Gabriela "Gaby" Andersen-Schiess (born May 20, 1945) is a former Swiss long-distance runner who participated in the first women's Olympic marathon at the 1984 Summer Olympics. Though living in Idaho and working as a ski instructor at the time, Andersen-Schiess represented Switzerland in the 1984 Los Angeles Games.
Fourteen minutes into the 1984 Olympic marathon, Joan Benoit began to pull away from the rest of the pack. She went on to win in a time of 2 hours, 24 minutes, and 52 seconds. Twenty minutes after Benoit finished, then 39-year-old Andersen-Schiess entered the stadium. The crowd gasped in horror as she staggered onto the track, her torso twisted, her left arm limp, her right leg mostly seized. She waved away medical personnel who rushed to help her, knowing that, if they touched her, she would be disqualified. The L.A. Coliseum crowd looked on as she limped around the track in the race’s final 400 meters, occasionally stopping and holding her head.
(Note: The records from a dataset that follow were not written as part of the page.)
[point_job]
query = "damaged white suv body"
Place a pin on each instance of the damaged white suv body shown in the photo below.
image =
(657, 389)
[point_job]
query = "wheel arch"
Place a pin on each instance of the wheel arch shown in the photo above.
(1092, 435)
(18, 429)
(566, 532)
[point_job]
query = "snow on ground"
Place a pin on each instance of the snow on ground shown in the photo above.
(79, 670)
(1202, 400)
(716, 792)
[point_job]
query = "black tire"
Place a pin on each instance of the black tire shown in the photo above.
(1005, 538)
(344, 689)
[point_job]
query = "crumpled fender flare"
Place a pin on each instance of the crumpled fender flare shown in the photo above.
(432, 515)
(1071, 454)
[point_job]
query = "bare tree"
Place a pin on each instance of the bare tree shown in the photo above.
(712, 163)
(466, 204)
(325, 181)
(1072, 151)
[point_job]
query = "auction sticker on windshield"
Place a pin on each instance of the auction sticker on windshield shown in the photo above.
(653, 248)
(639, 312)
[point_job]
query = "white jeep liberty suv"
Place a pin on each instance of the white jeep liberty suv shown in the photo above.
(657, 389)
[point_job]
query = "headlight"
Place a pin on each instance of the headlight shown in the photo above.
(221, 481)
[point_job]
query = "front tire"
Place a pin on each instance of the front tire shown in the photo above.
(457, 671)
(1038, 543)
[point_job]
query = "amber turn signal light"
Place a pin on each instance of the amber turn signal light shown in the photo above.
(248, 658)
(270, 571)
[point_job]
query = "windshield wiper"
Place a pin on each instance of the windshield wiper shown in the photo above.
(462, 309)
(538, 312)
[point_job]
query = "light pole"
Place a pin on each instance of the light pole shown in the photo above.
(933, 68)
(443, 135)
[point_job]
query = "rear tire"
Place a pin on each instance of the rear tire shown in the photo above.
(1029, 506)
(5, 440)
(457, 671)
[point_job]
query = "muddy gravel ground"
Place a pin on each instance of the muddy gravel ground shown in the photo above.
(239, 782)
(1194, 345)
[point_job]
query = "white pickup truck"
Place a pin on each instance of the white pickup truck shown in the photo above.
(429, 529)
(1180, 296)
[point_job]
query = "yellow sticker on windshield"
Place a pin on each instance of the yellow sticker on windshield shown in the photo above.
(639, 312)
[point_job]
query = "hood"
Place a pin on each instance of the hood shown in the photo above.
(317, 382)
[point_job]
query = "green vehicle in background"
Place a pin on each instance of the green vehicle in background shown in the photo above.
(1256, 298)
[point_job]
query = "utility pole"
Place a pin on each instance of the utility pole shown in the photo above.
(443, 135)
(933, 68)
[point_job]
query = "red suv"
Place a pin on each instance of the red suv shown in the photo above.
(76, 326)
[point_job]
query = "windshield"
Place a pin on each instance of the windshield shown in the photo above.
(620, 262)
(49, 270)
While the effects of her heat exhaustion were plainly evident, trackside medics saw that she was perspiring, which meant that her body still had some disposable fluids, and let her continue her march to the finish line. At the completion of this final lap—which took Andersen-Schiess five minutes and 44 seconds—she fell across the finish line. She finished 37th, ahead of seven other runners. Medical personnel tended to her immediately and, miraculously, she was released two hours later. Her time of 2:48:45 would have won the gold medal in the first five Olympic marathons.[1]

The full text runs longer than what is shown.